Among 12,703 biopsies from 10 training cohorts, 3,597 (28%) had clinically significant prostate cancer, compared to 1,757 of 5,540 (32%) in the external validation cohort. In external validation, the available cases method that pooled individual patient data containing all risk factors input by an end-user had best CIL, under-predicting risks as percentages by 2.9% on average, and obtained an AUC of 75.7%. Imputation had the worst CIL (-13.3%). The available cases method was further validated as optimal in internal cross-validation and thus used for development of an online risk tool. For end-users of the risk tool, two risk factors were mandatory: serum prostate-specific antigen (PSA) and age, and ten were optional: digital rectal exam, prostate volume, prior negative biopsy, 5-alpha-reductase-inhibitor use, prior PSA screen, African ancestry, Hispanic ethnicity, first-degree prostate-, breast-, and second-degree prostate-cancer family history.
Developers of clinical risk prediction tools should optimize use of available data and sources even in the presence of high amounts of missing data and offer options for users with missing risk factors.
我们比较了六种常用于处理来自多个异质队列的缺失风险因素数据的逻辑回归方法,其中一些队列根本不收集某些风险因素,并开发了一个在线风险预测工具,可处理来自最终用户的缺失风险因素。
使用来自前列腺活检协作组(PBCG)的十个北美和欧洲队列来拟合用于临床显著前列腺癌的风险预测工具,定义为标准经直肠超声前列腺活检中 Gleason 分级组≥2。保留一个大型欧洲 PBCG 队列进行外部验证,评估了大校准(CIL)、校准曲线和受试者工作特征曲线(ROC)下面积(AUC)。
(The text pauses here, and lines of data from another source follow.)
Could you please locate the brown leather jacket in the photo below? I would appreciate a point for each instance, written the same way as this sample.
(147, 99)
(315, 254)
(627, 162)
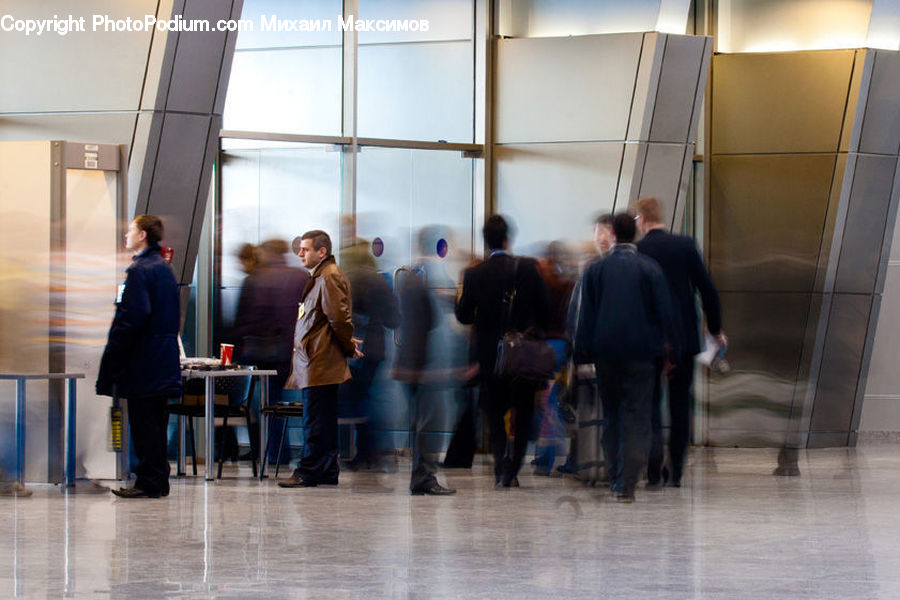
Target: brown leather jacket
(323, 336)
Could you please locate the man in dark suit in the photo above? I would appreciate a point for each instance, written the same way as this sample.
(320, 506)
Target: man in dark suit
(482, 303)
(625, 330)
(681, 263)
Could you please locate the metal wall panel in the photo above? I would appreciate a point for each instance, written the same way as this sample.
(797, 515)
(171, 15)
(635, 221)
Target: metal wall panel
(646, 86)
(177, 167)
(828, 439)
(884, 376)
(779, 103)
(766, 214)
(863, 234)
(661, 176)
(849, 136)
(533, 178)
(674, 106)
(70, 63)
(766, 339)
(831, 216)
(848, 322)
(881, 124)
(565, 81)
(198, 59)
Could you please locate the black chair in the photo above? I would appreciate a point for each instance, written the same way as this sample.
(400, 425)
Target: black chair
(283, 411)
(196, 409)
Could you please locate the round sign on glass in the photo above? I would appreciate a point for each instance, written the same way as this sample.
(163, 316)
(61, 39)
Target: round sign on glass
(377, 247)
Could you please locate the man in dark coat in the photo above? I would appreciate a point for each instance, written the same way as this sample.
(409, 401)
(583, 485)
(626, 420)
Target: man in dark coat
(140, 362)
(625, 328)
(681, 264)
(485, 286)
(264, 324)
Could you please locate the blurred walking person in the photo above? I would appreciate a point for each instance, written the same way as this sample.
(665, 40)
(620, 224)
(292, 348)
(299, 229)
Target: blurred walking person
(686, 276)
(625, 328)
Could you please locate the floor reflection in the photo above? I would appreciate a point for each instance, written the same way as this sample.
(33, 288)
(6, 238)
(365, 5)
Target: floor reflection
(732, 531)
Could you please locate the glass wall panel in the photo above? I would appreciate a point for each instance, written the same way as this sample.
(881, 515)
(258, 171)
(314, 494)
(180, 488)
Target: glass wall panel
(273, 193)
(404, 197)
(401, 191)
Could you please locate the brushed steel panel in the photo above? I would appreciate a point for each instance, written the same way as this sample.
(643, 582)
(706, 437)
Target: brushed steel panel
(95, 70)
(678, 80)
(736, 438)
(766, 334)
(766, 217)
(831, 215)
(883, 374)
(763, 102)
(852, 116)
(198, 60)
(581, 87)
(828, 439)
(531, 179)
(848, 323)
(881, 123)
(881, 413)
(864, 229)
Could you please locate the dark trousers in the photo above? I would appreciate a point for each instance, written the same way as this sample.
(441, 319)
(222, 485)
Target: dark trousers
(354, 401)
(149, 422)
(503, 394)
(681, 405)
(424, 464)
(626, 390)
(320, 462)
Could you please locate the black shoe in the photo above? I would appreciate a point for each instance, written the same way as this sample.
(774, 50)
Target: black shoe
(298, 480)
(625, 497)
(134, 493)
(514, 482)
(432, 489)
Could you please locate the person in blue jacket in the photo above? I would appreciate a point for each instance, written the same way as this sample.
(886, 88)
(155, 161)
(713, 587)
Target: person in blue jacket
(140, 361)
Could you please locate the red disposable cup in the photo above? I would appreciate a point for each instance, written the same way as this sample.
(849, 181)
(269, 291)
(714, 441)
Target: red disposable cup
(225, 353)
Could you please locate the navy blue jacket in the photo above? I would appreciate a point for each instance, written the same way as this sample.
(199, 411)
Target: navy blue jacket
(681, 264)
(626, 312)
(141, 355)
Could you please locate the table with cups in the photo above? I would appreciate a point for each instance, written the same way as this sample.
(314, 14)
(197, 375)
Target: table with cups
(210, 369)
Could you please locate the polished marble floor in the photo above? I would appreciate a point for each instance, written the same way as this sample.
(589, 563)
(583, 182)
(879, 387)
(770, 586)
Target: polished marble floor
(733, 531)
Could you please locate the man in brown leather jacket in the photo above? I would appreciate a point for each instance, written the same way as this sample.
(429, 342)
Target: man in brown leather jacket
(323, 341)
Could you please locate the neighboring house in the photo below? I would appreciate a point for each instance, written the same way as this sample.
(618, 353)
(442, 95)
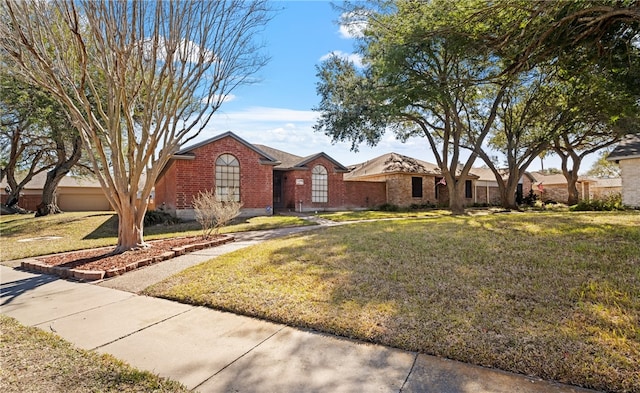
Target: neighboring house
(260, 177)
(409, 181)
(627, 155)
(554, 187)
(605, 187)
(73, 194)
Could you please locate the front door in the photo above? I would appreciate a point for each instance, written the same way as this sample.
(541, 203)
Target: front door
(278, 202)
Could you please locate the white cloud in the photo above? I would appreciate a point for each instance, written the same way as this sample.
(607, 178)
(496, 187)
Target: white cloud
(269, 114)
(292, 131)
(353, 24)
(227, 98)
(355, 58)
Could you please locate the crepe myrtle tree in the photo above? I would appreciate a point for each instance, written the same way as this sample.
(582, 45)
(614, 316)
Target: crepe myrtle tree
(138, 79)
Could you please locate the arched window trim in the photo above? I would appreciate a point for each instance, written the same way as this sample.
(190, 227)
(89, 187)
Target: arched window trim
(319, 184)
(227, 177)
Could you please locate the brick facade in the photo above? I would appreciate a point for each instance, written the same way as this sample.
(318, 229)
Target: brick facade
(630, 171)
(341, 194)
(193, 170)
(183, 179)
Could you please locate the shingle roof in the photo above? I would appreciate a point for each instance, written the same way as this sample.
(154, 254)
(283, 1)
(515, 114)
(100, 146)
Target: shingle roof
(291, 161)
(287, 160)
(187, 151)
(391, 163)
(37, 182)
(628, 148)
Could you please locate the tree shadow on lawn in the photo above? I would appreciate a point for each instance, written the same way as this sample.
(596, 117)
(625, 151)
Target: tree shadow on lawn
(110, 229)
(424, 289)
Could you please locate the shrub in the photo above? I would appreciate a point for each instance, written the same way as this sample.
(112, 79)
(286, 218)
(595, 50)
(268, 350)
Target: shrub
(421, 206)
(157, 217)
(530, 199)
(212, 213)
(389, 207)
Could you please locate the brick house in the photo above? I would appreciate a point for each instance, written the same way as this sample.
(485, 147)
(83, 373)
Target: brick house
(262, 178)
(486, 186)
(554, 188)
(73, 194)
(627, 155)
(409, 181)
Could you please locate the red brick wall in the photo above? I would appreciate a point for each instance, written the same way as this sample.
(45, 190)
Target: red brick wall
(364, 194)
(165, 189)
(294, 192)
(191, 176)
(340, 194)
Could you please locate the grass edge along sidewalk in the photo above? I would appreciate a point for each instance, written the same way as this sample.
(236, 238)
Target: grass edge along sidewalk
(37, 361)
(553, 295)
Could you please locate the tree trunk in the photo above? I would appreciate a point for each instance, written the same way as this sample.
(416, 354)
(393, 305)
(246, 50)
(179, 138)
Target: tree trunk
(456, 201)
(131, 227)
(508, 198)
(49, 204)
(572, 189)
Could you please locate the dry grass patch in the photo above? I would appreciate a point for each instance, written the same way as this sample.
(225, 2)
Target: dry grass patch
(83, 230)
(37, 361)
(555, 295)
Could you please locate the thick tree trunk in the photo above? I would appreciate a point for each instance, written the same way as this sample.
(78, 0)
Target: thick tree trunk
(49, 204)
(456, 200)
(130, 228)
(508, 198)
(572, 190)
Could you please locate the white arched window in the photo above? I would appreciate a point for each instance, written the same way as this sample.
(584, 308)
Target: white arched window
(319, 184)
(227, 178)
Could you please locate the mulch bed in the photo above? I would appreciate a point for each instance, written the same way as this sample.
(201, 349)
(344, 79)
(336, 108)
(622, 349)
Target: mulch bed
(96, 264)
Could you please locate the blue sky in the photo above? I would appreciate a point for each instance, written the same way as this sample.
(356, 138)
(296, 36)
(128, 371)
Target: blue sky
(277, 110)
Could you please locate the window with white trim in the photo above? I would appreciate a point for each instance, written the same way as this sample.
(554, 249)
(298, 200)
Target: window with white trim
(319, 184)
(227, 178)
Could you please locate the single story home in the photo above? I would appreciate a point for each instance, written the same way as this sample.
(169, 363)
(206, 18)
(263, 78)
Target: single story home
(627, 155)
(487, 190)
(605, 187)
(260, 177)
(409, 181)
(553, 187)
(73, 194)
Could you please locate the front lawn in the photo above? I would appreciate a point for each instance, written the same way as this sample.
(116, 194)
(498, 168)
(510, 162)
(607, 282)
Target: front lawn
(27, 236)
(40, 362)
(556, 295)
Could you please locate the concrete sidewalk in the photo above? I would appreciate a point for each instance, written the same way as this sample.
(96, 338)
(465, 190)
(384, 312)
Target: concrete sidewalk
(212, 351)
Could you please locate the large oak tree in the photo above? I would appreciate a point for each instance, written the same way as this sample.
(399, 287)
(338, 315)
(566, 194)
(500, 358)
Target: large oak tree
(422, 76)
(138, 79)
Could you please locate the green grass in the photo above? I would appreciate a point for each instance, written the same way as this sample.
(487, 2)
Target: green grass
(556, 295)
(83, 230)
(364, 215)
(41, 362)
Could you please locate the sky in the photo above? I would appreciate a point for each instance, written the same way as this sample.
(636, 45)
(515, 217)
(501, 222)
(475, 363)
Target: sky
(277, 110)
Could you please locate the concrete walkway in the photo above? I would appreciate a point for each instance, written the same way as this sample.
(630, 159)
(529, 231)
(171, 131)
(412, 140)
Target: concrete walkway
(212, 351)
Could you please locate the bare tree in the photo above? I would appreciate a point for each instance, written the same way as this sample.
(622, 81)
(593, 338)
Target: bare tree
(214, 211)
(137, 78)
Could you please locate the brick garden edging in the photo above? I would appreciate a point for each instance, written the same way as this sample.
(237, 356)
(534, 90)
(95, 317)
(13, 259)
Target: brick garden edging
(36, 266)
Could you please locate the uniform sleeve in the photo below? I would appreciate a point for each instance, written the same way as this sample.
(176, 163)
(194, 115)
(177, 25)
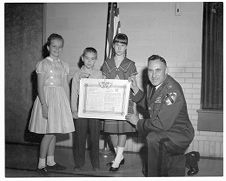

十折留一队列内部验证进一步验证了最佳缺失数据方法。
在来自 10 个训练队列的 12703 次活检中,10597 例(28%)患有临床显著前列腺癌,而外部验证队列中的 5540 例中有 1757 例(32%)患有该疾病。在外部验证中,包含最终用户输入的所有风险因素的个体患者数据的可用病例方法具有最佳的 CIL,平均平均低估风险百分比为 2.9%,AUC 为 75.7%。插补方法的 CIL 最差(-13.3%)。可用病例方法在内部交叉验证中进一步验证为最优,因此用于开发在线风险工具。对于风险工具的最终用户,有两个风险因素是强制性的:血清前列腺特异性抗原(PSA)和年龄,十个是可选的:直肠指检、前列腺体积、既往阴性活检、5-α-还原酶抑制剂使用、既往 PSA 筛查、非洲裔、西班牙裔、一级前列腺癌、乳腺癌和二级前列腺癌家族史。
即使存在大量缺失数据,临床风险预测工具的开发人员也应优化可用数据和来源的使用,并为缺失风险因素的用户提供选项。